Em conversas reservadas, segundo relatos feitos à Folha, o presidente já manifestou preocupação em ser preso após passar a faixa presidencial. O maior receio dele, no entanto, é de que os investigadores avancem sobre sua família.

O primeiro golpe sofrido por ele ocorreu no mês passado, quando a Folha revelou que a mulher do coronel João Baptista Filho, amigo do emedebista, pagou em dinheiro vivo obra na casa da filha do presidente Maristela Temer.

Na sequência, a Polícia Federal a convocou a prestar depoimento. Na época, a filha telefonou assustada ao presidente, que fez questão de viajar a São Paulo para dar apoio.

No mesmo mês, a Folha revelou que a Polícia Federal suspeita que o presidente lavou propina em imóveis da família, alguns dos quais em nome de sua mulher, Marcela, e do filho do casal.

De acordo com assessores presidenciais, a primeira-dama já reclamou com o presidente sobre a exposição do filho, de apenas 9 anos.

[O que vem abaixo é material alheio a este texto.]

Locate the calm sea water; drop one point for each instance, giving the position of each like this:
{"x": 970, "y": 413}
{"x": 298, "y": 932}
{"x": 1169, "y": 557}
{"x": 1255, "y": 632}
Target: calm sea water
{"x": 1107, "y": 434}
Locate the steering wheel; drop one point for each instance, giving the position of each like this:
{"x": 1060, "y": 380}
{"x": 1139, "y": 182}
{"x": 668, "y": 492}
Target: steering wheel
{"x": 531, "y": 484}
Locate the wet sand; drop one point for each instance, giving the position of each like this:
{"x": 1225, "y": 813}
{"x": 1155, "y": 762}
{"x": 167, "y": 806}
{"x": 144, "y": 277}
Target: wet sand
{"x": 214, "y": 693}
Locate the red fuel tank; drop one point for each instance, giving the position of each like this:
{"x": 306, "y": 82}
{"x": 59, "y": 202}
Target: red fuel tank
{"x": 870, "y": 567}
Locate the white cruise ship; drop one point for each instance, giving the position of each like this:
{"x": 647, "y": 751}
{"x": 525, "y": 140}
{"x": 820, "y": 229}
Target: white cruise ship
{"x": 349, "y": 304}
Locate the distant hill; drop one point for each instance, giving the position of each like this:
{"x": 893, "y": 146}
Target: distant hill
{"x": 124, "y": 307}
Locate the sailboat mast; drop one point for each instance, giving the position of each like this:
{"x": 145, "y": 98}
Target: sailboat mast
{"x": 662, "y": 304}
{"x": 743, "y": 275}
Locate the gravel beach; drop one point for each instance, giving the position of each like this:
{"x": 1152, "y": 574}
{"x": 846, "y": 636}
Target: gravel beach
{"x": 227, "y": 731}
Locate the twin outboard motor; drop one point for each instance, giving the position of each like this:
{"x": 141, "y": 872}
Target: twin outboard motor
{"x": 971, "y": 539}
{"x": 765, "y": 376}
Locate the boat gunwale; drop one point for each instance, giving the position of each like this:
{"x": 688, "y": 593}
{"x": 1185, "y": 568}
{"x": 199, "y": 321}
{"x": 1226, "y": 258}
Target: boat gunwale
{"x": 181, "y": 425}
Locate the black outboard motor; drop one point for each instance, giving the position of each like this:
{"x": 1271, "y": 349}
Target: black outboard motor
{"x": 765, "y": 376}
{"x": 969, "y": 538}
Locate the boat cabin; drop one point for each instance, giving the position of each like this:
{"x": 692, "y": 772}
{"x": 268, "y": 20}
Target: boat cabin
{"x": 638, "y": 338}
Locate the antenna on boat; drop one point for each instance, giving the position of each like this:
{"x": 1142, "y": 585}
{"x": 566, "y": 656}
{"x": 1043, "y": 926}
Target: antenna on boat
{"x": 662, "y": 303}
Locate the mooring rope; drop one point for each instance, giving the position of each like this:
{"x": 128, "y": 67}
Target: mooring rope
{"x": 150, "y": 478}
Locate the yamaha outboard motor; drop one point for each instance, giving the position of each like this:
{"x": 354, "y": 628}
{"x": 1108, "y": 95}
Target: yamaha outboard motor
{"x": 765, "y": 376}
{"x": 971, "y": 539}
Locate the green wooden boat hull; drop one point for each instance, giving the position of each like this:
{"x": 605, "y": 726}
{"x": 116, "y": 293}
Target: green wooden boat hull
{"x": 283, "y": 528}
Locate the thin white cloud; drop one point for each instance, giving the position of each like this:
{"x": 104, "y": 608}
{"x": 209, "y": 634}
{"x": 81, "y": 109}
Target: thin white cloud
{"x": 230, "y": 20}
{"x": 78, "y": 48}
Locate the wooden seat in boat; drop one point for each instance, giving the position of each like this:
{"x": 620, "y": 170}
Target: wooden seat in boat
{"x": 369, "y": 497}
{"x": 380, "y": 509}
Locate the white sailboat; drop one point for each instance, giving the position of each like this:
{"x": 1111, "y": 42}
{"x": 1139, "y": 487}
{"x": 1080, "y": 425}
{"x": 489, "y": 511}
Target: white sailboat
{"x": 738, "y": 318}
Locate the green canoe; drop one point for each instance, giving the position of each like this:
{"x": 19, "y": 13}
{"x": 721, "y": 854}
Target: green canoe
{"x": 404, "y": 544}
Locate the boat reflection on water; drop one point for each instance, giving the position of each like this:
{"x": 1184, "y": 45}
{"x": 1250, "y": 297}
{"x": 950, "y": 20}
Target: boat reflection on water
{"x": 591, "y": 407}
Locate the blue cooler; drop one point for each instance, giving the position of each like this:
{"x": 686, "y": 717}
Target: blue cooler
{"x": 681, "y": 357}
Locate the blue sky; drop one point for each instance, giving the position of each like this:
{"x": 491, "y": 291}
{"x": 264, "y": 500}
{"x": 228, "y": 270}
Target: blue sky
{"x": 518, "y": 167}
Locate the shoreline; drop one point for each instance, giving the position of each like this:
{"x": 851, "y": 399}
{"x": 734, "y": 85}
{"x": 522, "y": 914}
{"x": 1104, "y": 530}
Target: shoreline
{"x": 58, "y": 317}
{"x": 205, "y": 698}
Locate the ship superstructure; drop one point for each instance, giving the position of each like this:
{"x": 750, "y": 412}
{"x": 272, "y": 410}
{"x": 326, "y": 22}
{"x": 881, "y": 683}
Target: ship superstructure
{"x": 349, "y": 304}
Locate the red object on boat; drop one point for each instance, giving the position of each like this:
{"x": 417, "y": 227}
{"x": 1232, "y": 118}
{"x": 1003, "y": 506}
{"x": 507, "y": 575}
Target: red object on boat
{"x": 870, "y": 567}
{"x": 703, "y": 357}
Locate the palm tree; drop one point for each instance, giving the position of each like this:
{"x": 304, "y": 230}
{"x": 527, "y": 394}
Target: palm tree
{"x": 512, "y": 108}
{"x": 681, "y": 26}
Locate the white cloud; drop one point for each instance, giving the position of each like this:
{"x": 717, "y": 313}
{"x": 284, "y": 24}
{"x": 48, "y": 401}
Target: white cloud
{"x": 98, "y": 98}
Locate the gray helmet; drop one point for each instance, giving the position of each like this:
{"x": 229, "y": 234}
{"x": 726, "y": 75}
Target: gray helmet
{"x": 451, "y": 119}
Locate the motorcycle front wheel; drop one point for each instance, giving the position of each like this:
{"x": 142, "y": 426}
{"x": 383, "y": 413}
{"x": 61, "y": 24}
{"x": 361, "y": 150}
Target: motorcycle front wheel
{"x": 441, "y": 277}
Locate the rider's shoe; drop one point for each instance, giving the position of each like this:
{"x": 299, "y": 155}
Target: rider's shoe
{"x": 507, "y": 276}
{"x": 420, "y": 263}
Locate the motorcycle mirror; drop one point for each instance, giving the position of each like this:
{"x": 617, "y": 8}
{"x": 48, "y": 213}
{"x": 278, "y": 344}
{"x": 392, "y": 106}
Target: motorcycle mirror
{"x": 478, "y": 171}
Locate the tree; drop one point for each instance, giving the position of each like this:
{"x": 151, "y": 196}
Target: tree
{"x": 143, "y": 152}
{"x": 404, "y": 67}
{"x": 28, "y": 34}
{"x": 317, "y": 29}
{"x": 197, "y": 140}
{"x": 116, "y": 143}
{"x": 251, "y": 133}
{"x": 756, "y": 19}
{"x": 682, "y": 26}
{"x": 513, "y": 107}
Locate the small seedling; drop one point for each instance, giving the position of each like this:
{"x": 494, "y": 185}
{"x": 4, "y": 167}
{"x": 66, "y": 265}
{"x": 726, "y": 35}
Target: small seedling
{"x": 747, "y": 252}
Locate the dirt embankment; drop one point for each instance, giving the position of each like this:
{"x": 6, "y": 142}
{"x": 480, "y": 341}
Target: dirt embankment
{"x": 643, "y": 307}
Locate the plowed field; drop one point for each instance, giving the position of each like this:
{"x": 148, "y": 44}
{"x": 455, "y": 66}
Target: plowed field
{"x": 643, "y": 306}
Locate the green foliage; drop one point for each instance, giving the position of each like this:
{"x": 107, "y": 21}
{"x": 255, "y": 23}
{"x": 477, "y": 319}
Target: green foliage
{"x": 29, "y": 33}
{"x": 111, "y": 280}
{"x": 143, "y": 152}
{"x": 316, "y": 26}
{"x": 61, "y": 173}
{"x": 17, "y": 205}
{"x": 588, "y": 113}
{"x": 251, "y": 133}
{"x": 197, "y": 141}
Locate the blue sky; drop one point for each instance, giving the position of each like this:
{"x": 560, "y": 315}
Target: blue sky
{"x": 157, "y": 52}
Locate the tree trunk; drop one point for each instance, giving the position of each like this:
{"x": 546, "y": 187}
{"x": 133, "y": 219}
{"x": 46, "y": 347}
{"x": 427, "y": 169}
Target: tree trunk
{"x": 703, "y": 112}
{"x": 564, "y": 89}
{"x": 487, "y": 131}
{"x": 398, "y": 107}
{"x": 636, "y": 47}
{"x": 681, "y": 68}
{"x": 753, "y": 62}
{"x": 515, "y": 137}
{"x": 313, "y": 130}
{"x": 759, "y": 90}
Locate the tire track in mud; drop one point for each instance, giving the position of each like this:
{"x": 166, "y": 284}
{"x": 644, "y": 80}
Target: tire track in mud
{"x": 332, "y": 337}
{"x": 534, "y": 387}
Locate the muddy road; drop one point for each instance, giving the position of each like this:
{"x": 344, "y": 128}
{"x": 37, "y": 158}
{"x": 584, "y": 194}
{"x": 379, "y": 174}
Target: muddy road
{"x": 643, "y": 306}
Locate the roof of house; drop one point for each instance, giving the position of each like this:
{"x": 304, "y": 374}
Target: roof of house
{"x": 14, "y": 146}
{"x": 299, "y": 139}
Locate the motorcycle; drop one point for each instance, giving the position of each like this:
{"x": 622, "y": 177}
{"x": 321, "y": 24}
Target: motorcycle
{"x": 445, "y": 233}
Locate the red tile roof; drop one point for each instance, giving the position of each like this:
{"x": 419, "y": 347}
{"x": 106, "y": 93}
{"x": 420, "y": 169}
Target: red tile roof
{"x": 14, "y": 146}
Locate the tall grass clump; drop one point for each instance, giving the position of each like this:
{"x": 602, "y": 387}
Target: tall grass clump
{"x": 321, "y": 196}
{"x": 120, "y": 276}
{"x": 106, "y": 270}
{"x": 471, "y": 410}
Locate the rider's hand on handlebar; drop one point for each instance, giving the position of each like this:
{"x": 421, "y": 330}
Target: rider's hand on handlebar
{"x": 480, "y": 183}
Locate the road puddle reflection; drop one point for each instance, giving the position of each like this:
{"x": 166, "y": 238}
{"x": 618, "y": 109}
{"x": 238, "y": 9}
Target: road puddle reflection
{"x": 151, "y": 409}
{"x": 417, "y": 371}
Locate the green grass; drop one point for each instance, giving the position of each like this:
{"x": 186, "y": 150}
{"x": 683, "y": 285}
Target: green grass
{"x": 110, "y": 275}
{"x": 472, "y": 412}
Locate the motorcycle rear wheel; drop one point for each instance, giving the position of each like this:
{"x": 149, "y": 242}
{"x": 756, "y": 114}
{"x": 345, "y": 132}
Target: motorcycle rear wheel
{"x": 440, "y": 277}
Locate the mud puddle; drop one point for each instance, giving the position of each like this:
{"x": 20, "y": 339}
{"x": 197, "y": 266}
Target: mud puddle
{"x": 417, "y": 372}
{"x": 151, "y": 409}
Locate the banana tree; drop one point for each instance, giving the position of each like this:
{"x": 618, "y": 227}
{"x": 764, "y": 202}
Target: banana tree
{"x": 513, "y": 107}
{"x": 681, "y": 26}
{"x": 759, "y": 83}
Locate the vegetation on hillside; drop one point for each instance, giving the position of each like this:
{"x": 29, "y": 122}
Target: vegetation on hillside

Além do receio jurídico, o presidente já disse a um auxiliar e amigo que não quer deixar o Palácio do Planalto com o risco de ser hostilizado em locais públicos. Ele, contudo, na média, é o presidente mais impopular da história desde a redemocratização.

Compilação das mais de 200 pesquisas de avaliação de governo feitas pelo Datafolha nas últimas três décadas mostrou que a média do atual presidente nesses 24 meses é pior até mesmo do que a dos antecessores que sofreram impeachment, Dilma Rousseff e Fernando Collor.